Un’epigrafe funebre come tante altre. Annuncia la morte di Roberto Magri – un padre di Treviso ammazzato dal figlio Bruno, studente ventunenne al Conservatorio – e appena sotto la foto il nome delle persone che ne danno il triste annuncio: “ne danno l’annuncio la moglie Paula, il figlio Bruno e tutti i suoi cari”. A colpire l’attenzione è il nome di Bruno, il figlio che ha causato la morte del padre. La sua oggi è una famiglia distrutta dal dolore: a fare in modo che la tela familiare non si sfilacci completamente è rimasta Paula de Waal, insegnante universitaria, che fino all’altro giorno era moglie e mamma e che oggi, dopo l’omicidio del marito, è rimasta semplicemente madre. C’è la sua mano dietro la scelta di inserire il nome del figlio nell’epigrafe: potrebbe sembrare un disgustoso controsenso per chi è abituato a leggere un crimine giudicandolo per lo spazio di tempo nel quale si è consumato. Potrebbe anche essere una lezione di altissima civiltà per chi come Paula, abituata a stare a stretto contatto con i giovani, è andata oltre l’episodio e ha intravisto il volto di un figlio che ora è da aiutare e, forse, da salvare. Conclusa anzitempo la sua avventura di moglie, le è rimasta quella di madre. E a questa avventura Paula non vuole sottrarsi, costi quel che costi: “Bruno, ti voglio bene” ha scritto nella sua bacheca Facebook qualche giorno dopo l’accaduto. In mezzo ai tantissimi commenti di risposta, quello di un’amica: “tuo figlio ha tanto bisogno di te”.

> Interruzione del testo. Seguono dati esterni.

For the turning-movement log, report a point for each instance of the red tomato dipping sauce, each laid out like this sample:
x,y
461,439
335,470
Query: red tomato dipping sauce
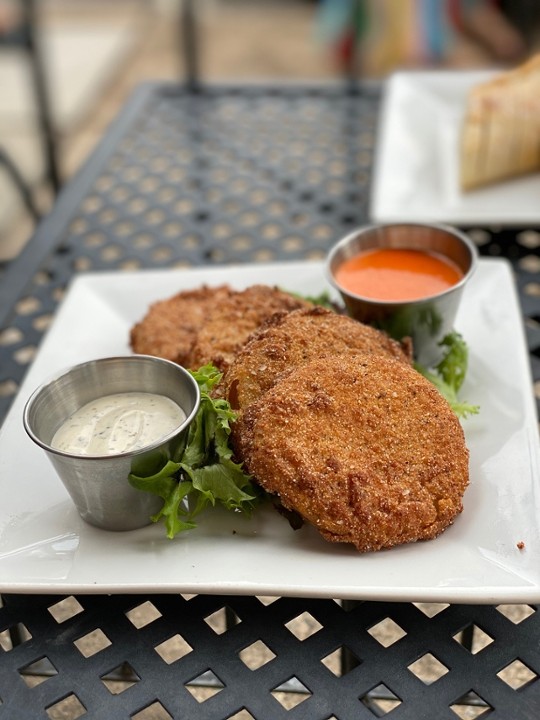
x,y
396,274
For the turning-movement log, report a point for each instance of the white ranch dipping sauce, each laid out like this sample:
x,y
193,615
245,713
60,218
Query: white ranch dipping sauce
x,y
118,423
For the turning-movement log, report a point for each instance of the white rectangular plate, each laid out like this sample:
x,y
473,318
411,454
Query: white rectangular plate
x,y
416,166
46,547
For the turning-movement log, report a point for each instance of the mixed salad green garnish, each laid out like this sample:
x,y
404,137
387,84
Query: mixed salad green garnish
x,y
449,373
205,473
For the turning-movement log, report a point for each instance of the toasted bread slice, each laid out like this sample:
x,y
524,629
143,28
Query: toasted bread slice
x,y
501,131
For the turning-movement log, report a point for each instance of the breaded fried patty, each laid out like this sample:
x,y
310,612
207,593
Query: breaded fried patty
x,y
363,447
170,326
228,324
208,325
286,341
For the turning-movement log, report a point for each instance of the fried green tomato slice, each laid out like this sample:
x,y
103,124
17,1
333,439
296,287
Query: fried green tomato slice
x,y
362,447
287,341
169,328
228,325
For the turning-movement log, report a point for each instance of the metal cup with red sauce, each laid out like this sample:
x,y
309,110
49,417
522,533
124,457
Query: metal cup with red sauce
x,y
406,279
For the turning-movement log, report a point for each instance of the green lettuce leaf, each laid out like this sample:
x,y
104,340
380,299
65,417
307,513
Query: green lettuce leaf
x,y
205,474
448,375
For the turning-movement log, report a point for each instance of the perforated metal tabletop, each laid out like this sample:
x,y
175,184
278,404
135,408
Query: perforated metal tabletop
x,y
218,176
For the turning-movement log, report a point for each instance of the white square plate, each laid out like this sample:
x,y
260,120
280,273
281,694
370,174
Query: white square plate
x,y
45,546
416,165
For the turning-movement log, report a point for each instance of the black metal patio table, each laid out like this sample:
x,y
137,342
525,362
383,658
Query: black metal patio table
x,y
209,176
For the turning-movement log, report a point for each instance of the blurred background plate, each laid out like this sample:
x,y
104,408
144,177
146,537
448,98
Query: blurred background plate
x,y
417,160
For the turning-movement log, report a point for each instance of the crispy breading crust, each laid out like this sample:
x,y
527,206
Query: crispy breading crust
x,y
228,325
363,447
209,324
288,340
169,328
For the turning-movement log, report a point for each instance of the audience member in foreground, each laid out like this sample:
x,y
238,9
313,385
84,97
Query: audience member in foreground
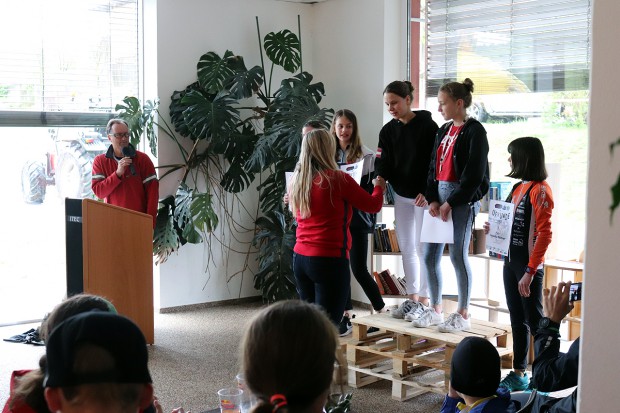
x,y
97,362
552,370
27,385
474,379
288,355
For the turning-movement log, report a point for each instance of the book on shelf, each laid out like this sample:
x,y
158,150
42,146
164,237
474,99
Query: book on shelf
x,y
391,284
379,283
388,195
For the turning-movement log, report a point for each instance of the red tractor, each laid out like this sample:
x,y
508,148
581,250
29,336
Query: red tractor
x,y
68,165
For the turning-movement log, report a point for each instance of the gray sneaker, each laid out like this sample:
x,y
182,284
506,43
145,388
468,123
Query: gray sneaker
x,y
415,312
454,322
403,309
428,318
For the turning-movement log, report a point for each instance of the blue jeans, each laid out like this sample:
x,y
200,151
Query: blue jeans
x,y
525,312
462,218
325,281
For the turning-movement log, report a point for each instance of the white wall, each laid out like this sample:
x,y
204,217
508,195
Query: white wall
x,y
186,29
599,367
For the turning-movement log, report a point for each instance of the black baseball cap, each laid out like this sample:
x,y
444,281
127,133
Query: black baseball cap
x,y
119,342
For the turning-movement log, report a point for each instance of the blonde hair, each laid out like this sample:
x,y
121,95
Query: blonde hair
x,y
291,348
317,156
355,150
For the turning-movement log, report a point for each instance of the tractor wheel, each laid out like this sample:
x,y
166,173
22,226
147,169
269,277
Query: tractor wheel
x,y
74,173
477,112
33,182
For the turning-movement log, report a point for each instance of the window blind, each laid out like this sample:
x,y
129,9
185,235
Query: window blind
x,y
67,60
509,46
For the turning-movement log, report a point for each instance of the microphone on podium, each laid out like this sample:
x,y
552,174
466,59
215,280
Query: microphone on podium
x,y
131,153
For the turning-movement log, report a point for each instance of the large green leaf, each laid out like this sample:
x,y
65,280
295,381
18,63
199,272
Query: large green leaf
x,y
139,119
202,211
183,215
165,238
238,149
214,71
244,84
177,107
263,155
275,239
210,119
300,85
273,188
283,48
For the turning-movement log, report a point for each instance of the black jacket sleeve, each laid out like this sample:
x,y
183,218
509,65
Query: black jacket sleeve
x,y
471,164
551,369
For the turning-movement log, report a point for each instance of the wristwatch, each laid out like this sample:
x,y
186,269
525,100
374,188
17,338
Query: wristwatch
x,y
549,324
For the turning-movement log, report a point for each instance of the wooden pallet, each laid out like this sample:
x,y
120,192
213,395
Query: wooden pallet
x,y
413,359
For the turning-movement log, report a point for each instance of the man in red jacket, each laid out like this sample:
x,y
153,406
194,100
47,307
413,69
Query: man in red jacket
x,y
124,176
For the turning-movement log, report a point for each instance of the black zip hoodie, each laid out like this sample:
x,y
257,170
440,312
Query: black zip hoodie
x,y
404,153
471,165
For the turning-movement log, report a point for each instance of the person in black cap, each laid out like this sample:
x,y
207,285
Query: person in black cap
x,y
97,362
474,379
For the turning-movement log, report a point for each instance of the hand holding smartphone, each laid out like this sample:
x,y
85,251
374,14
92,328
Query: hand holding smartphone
x,y
575,292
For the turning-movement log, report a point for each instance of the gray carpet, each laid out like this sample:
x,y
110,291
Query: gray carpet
x,y
196,353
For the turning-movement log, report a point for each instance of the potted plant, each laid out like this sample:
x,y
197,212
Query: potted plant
x,y
239,129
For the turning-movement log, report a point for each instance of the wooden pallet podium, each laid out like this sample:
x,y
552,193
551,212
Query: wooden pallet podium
x,y
411,357
116,257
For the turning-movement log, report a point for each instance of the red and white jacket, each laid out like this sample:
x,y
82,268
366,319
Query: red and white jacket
x,y
139,192
325,233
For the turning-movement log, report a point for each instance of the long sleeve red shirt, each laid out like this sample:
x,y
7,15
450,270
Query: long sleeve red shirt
x,y
139,192
325,233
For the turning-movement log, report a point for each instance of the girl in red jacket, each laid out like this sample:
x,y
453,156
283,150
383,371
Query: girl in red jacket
x,y
322,198
530,237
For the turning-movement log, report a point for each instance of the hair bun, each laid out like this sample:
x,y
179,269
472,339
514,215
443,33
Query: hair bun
x,y
469,85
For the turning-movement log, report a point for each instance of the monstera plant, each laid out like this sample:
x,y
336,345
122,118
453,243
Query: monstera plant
x,y
238,130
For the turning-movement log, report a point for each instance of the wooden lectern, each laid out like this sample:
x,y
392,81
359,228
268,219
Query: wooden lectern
x,y
118,260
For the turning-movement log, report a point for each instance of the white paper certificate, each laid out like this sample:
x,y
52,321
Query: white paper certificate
x,y
354,170
501,215
435,230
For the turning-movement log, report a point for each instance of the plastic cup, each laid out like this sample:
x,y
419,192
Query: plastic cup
x,y
230,400
248,400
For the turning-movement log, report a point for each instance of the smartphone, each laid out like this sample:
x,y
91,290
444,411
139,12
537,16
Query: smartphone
x,y
575,292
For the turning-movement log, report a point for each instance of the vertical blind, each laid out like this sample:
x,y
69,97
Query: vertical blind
x,y
67,55
508,46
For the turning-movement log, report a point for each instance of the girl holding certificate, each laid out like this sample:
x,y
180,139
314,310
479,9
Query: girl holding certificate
x,y
403,156
530,237
458,178
322,197
350,150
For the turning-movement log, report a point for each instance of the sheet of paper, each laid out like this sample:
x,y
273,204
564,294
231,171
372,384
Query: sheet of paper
x,y
288,176
437,231
501,215
354,170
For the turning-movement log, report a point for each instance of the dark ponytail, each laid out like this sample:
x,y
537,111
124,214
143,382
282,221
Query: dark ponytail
x,y
402,88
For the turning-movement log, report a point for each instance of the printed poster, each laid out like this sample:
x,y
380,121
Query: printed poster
x,y
501,215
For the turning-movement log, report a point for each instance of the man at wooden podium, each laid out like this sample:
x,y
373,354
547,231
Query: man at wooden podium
x,y
124,176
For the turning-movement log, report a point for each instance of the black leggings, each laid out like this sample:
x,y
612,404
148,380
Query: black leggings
x,y
358,257
525,312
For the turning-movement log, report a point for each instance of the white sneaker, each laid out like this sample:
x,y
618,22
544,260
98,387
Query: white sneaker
x,y
454,322
415,312
403,309
428,318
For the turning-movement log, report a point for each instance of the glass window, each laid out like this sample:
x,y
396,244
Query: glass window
x,y
64,65
530,62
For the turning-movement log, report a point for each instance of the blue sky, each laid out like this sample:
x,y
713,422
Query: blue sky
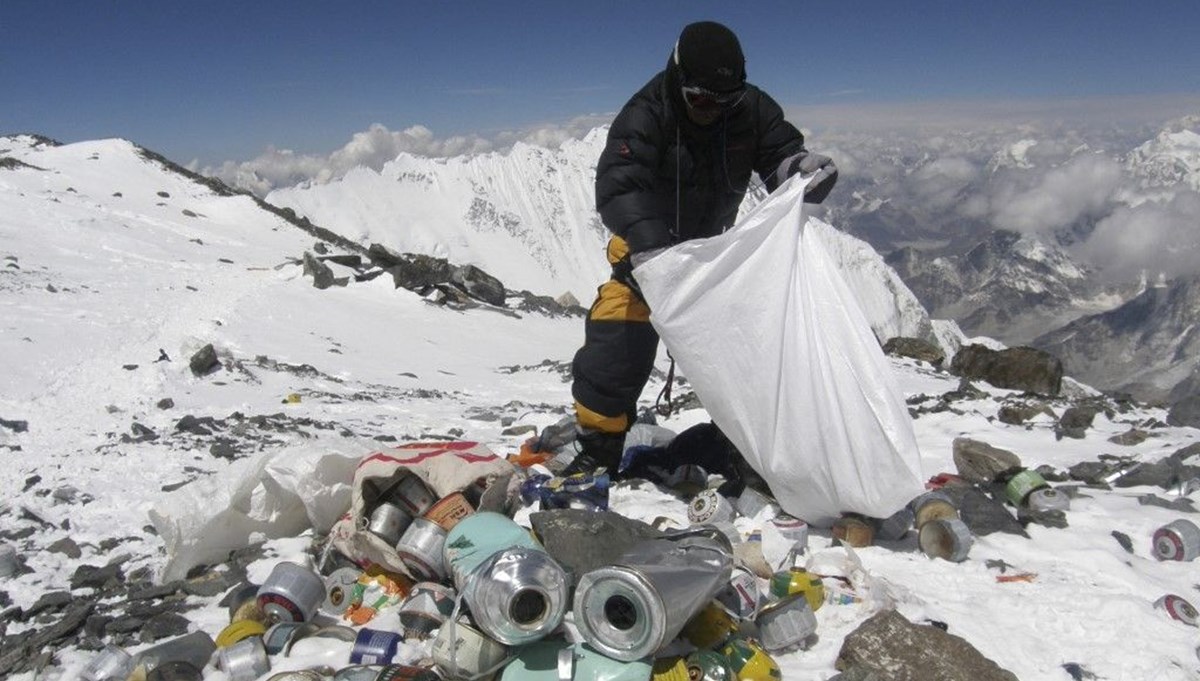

La forza misteriosa delle madri sovente sorprende e spiazza la sicurezza del mondo adulto: eppure sul Calvario rimangono sempre e solo loro, splendidamente donne, a raccogliere i frammenti di Croce rimasti per costruire il segnale stradale che addita al mattino di Pasqua. Sono le donne che nella Bibbia aiutano e contemplano Dio a nascere, crescere, giocare e morire; per poi essere accreditate come prime spettatrici della Risurrezione. Paula è tra queste: lungi dal parlare di un facile perdono, questa donna ha accettato di organizzare le condizioni grazie alle quali un giorno il figlio potrebbe rendersi conto del male compiuto e prenderne le distanze. Fino forse a pentirsi d’aver ucciso il padre. E dietro il volto di questa madre-coraggio, il volto di una comunità disposta a riaccreditare fiducia: “ci sono dei momenti in cui si perde il controllo di noi stessi, in cui l’adrenalina diventa padrona – riflette il parroco don Giovanni con una giornalista -. Dobbiamo esercitarci ad arrivare al dominio di noi. E noi faremo di tutto per recuperare questo ragazzo. Dopo la sentenza, potrebbe essere accolto in una struttura adeguata, diversa dal carcere».
Una pagina di cronaca – triste prima che nera – che oggi appare come un mantello da raccogliere e indossare, seppur a fatica e camminando carponi. Perchè molto spesso il delitto è il gesto finale di una storia travagliata e misteriosa, nella cui trama i fili del bene s’intrecciano inevitabilmente con i fili del male. Contemplarli singolarmente è impresa ardua oltrechè azzardata per chi vuole a tutti i costi trovare una spiegazione alle gesta libere dell’uomo che a volte impazzano. Oggi di questa pagina di cronaca rimane il gesto “folle” di Paula che, vistasi privare del marito dalle mani del figlio, ha raccolto ciò c’è rimasto della sua famiglia per risalire la china dell’esistenza. Leggendo negli occhi spaesati di quel figlio un grido d’aiuto: “amami, mamma, quando meno me lo merito. E’ allora che ne avrò più bisogno”. E’ una splendida pagina di civiltà, laddove la misericordia e l’amore non cancellano la giustizia e la responsabilità ma diventano strumenti materni per far nascere la verità.
La verità di un gesto, di una storia, di un giovane che s’affaccia alla Vita.